Humbert Humbert Monologues

She was Lo, plain Lo, in the morning, standing four feet ten in one sock. She was Lola in slacks, she was Dolly at school. She was Dolores on the dotted line. But in my arms she was always - Lolita. Light of my life, fire of my loins. My sin. My soul.

Lolita.

I looked and looked at her, and I knew, as clearly as I know that I will die, that I loved her more than anything I had ever seen or imagined on earth. She was only the dead-leaf echo of the nymphet from long ago - but I loved her, this Lolita, pale and polluted and big with another man's child. She could fade and wither - I didn't care. I would still go mad with tenderness at the mere sight of her face.

What I heard then was the melody of children at play, nothing but that. And I knew that the hopelessly poignant thing was not Lolita's absence from my side, but the absence of her voice from that chorus.

Don't touch me; I'll die if you touch me.

Ladies and gentlemen of the jury, if my happiness could have talked it would have filled that hotel with a deafening roar.

The shock of her death froze something in me. The child I loved was gone, but I kept looking for her - long after I had left my own childhood behind. The poison was in the wound, you see. And the wound wouldn't heal.

A normal man, given a group photograph of school girls and asked to point out the loveliest one, will not necessarily choose the nymphet among them.

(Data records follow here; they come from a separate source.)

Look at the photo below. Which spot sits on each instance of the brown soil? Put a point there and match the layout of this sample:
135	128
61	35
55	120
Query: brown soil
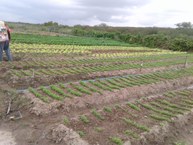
120	51
25	82
118	96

Lo, listen a moment. For all intents and purposes I am your father and I am responsible for your welfare. We are not rich, so when we travel, we shall be - we shall uh… we shall be thrown together a great deal. And two people who enter into a cohabitation inevitably lead into a kind of…

We had been everywhere. We had really seen nothing.

I was not quite prepared for the reality of my dual role. On the one hand, the willing corruptor of an innocent, and on the other, Humbert the happy housewife.

Despite our tiffs, despite her nastiness, despite all the fuss and faces she made, and the vulgarity, and the danger and the horrible hopelessness of it all, I still dwelled deep in my elected paradise - a paradise whose skies were the colour of hell-flames - but still a paradise.

John Tuld Monologues

There are three ways to make a living in this business: be first, be smarter, or cheat.

Maybe you could tell me what is going on. And please, speak as you might to a young child. Or a golden retriever. It wasn't brains that brought me here; I assure you that.

So, what you're telling me, is that the music is about to stop, and we're going to be left holding the biggest bag of odorous excrement ever assembled in the history of capitalism.

Let me tell you something, Mr. Sullivan. Do you care to know why I'm in this chair with you all? I mean, why I earn the big bucks.

I'm here for one reason and one reason alone. I'm here to guess what the music might do a week, a month, a year from now. That's it. Nothing more. And standing here tonight, I'm afraid that I don't hear - a - thing. Just... silence.

So you think we might have put a few people out of business today. That its all for naught. You've been doing that everyday for almost forty years Sam. And if this is all for naught then so is everything out there. Its just money; its made up. Pieces of paper with pictures on it so we don't have to kill each other just to get something to eat. It's not wrong. And it's certainly no different today than its ever been. 1637, 1797, 1819, 37, 57, 84, 1901, 07, 29, 1937, 1974, 1987-Jesus, didn't that fuck up me up good-92, 97, 2000 and whatever we want to call this. It's all just the same thing over and over; we can't help ourselves. And you and I can't control it, or stop it, or even slow it. Or even ever-so-slightly alter it. We just react. And we make a lot money if we get it right. And we get left by the side of the side of the road if we get it wrong. And there have always been and there always will be the same percentage of winners and losers. Happy foxes and sad sacks. Fat cats and starving dogs in this world. Yeah, there may be more of us today than there's ever been. But the percentages-they stay exactly the same.

You're one of the luckiest guys in the world, Sam. You could been digging ditches all these years.

I must apologise for dragging you all here at such an uncommon hour, but from what I've been told this matter needs to be dealt with urgently. So urgently in fact probably should've been addressed weeks ago. But that is spilt milk under the bridge.